D'un côté, il y avait les anciens prisonniers de la Centrale, regroupés près du cockpit, qui discutaient allègrement. Deux femmes se partageaient un siège, trois des hommes occupaient les autres fauteuils du petit carré convivial, et le dernier s'était simplement assis par terre. Aussi confortables soient-ils, les sièges ne paraissaient pas l'attirer, et je le comprenais : l'épais tapis qui couvrait le sol, accordé aux tons marron de la cabine, devait à lui seul être bien plus agréable que la couchette de son ancienne cellule.

Parmi ce groupe de six, je ne reconnaissais qu'une la métisse à la peau caramel, au sourire lumineux et aux traits avenants, perchée sur l'accoudoir. Ses cheveux bruns frisés formaient un volumineux halo autour de son crâne et, comme animés d'une vie propre, ils frémissaient à chaque fois qu'elle bougeait. Malika, dite l'Empoisonneuse, enfant de Loki qui avait disparu vers la fin du vingtième siècle. Sa bonne humeur, son rire contagieux, ses sourires spontanés, contrastaient brutalement avec le peu que j'avais pu lire à son sujet.

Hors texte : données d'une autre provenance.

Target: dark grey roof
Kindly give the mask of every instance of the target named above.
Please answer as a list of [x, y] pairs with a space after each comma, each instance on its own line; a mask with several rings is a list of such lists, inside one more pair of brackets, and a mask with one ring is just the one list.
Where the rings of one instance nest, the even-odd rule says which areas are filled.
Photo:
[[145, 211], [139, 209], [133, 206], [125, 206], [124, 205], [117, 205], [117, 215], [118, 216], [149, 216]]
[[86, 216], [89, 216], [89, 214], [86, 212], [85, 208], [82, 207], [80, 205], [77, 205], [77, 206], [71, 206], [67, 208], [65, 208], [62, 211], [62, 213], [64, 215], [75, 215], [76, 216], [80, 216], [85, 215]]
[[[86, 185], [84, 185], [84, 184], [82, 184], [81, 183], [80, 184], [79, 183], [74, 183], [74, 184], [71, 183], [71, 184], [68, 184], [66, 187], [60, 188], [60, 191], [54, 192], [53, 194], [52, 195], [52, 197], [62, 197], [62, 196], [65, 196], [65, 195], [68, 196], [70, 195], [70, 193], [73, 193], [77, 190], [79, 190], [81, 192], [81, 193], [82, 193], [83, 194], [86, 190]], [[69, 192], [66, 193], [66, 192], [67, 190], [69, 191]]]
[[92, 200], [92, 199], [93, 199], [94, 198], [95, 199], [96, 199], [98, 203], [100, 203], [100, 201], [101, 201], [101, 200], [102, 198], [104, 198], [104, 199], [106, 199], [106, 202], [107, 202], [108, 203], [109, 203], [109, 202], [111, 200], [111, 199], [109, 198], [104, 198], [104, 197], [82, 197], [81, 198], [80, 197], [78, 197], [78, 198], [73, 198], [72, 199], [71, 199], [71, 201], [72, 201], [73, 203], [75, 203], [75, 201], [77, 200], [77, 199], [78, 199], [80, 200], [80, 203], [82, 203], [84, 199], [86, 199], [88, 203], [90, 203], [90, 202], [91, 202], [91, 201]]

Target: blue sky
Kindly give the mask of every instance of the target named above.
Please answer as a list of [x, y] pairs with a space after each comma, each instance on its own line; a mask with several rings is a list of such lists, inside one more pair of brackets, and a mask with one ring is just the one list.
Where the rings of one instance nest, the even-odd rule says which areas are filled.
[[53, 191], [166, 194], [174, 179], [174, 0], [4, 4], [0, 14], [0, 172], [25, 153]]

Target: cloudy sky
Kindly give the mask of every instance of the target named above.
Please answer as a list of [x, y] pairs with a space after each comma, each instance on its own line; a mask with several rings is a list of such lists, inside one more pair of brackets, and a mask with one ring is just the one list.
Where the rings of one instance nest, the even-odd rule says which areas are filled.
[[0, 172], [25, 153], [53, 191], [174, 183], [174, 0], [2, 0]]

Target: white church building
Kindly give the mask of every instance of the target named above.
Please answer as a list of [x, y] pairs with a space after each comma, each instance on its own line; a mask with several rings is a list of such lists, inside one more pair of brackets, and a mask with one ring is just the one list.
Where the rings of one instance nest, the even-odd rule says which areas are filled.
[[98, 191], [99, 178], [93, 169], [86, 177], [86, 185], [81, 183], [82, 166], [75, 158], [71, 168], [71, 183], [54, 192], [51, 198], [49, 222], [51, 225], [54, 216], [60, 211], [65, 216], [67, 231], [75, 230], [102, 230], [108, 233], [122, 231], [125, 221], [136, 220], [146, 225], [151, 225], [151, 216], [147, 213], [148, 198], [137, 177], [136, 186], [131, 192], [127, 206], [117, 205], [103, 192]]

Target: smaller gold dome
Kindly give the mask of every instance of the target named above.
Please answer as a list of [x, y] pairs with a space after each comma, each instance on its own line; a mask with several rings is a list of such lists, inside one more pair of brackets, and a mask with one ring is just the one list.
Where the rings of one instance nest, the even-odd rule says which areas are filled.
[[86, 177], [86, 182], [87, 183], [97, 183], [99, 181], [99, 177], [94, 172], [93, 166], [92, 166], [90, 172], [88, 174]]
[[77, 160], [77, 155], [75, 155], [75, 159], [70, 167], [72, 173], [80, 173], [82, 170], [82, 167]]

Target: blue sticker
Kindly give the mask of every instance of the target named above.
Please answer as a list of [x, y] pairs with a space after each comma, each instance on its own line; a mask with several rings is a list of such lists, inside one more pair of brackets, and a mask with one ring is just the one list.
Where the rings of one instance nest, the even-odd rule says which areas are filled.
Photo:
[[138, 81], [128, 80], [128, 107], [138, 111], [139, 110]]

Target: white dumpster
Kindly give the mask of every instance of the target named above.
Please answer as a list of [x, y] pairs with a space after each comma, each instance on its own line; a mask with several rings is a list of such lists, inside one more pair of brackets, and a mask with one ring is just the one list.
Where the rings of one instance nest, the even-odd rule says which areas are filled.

Il y avait aussi un type aux yeux turquoise qui me paraissait vaguement familier : un scandinave aux longs cheveux blonds, presque blancs, qui lui tombaient jusqu'à la taille. À mon sens, il ressemblait énormément à la légendaire Ulrica Larsson, son genre mis à part. En fait, je n'arrivais tout simplement pas à déterminer si c'était un homme ou une femme. Le physique était androgyne, l'attitude, changeante. Il y avait des gestes qui me paraissaient typiquement féminins, et pourtant, la voix grave et le maintien général du corps étaient masculins. Perdue entre les deux, j'avais bataillé quelques instants pour déterminer son identité, mais m'étais finalement résignée à observer les autres.

Eux, en revanche, ne me disaient absolument rien. Une brunette matinée à la crinière lisse et sombre et aux iris rose pâle, un brun basané aux allures de père de la mafia cubaine et aux yeux cobalt, son demi-frère, aux cheveux noirs bouclés et à la moustache fine soigneusement taillée, et un roux aux traits durs assis par terre, qui se contentait d'écouter ses comparses. Lui, je ne me rappelais pas l'avoir croisé un jour dans les registres de la Confrérie, même si les clichés les plus anciens dataient du début du dix-neuvième siècle. Ce qui signifiait qu'il était probablement bien plus vieux.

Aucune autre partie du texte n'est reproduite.